The encoding tells the exact branch by branch position of the request for each level. In the example for the request at leaf c, they give:
- (d,R),(ab,L),(eh,R),($IH_{t-1}$,L)
We know that in the tree c has d as the right sibling. Up one level is cd, which has ab as its sibling to the left. With their diagram it is easier to see this now:

On this scheme, the security reduces to one thing: collision resistance of the hash function.
Security
The security boils down to this theorem:
Theorem 1
If ${H_k}_k$ is a family of collision-free hash functions, then the naming scheme [N, V, S] described above is secure.
The server S starts by choosing a single hash function h from the family $\{H_k\}_k$. This choice is publicly announced to everyone. From this point forward, every hash in the system uses this exact same h. The security parameter k controls how hard it is to find two different inputs that produce the same hash output. A collision means finding two different bit-strings x and y such that h(x) = h(y).
Suppose an adversary tries to forge a name. That is, the adversary wants to make a fake bit-string x’ (which was never submitted to S) appear to have a valid name. To do this, he must produce a name n and a certificate c such that the validation protocol V accepts them when querying the repository R.
The authors show that this is only possible if the attacker can create a hash collision under the announced h.
They argue:
if x is a bit-string on which N was never invoked during a run, any triple (x, n, c) that V will accept (after the correct response to a query to R) will include a hash collision for the function h announced by S at the beginning of the run: either x itself or one of the hash values $z_i$ in c (when combined on the left or the right with $y_i$) collides with another argument to h whose hash value was computed during the run. (p. 31, section 3.1)
In other words, the attacker must make fake data produce the same hash as real data — either at the leaf or along the path.

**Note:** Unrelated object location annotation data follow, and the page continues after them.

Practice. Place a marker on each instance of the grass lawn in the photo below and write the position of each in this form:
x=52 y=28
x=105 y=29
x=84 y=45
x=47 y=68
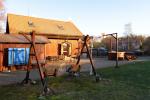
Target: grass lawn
x=129 y=82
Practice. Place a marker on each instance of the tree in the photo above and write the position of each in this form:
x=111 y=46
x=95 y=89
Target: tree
x=146 y=45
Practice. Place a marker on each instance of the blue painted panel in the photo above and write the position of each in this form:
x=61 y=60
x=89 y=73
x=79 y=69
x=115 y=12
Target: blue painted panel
x=27 y=55
x=18 y=56
x=10 y=56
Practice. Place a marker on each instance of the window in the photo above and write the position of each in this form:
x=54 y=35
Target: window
x=18 y=56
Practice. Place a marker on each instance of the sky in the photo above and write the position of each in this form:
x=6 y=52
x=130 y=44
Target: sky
x=92 y=17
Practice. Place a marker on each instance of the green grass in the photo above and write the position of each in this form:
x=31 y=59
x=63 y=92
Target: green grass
x=129 y=82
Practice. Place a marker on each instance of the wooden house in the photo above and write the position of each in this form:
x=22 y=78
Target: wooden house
x=64 y=35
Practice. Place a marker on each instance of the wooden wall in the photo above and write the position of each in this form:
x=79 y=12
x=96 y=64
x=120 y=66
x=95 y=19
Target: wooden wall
x=52 y=48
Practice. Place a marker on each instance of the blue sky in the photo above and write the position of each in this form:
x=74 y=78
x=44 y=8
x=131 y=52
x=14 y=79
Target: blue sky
x=90 y=16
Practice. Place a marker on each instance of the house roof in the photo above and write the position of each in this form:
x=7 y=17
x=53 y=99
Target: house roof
x=20 y=39
x=18 y=23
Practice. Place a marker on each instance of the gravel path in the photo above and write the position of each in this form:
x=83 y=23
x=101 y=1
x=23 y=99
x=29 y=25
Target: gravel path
x=18 y=76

But since h is fixed, public, and collision-resistant, no such fake is possible. Thus, no counterfeit can succeed.
The authors are clear that the security of the naming scheme does not depend their specific data structure chosen (e.g., a binary tree). In their words now, the security is due to “making portions of the graph widely witnessed and widely available. To insure the verifiability of the names, it suffices that every document in the naming structure be linked by a directed path to a widely witnessed hash value; a standard ordering of the incoming edges at each node can be used to encode the path. Then the name of a document is given by this encoding of its location in the graph, together with a pointer to the hash value at the end of the path, and the argument of Theorem 1 applies.” (p. 31, section 3.2)
Applications and more
The core of the paper has been presented in the first three sections described above. The remaining sections show how to apply this, e.g., to URLs (Section 4); how names can be long-lived and renewed (Section 5); there are variations like swapping out their encoding section in the name for, say, a MIME encoding of unix time (Section 6).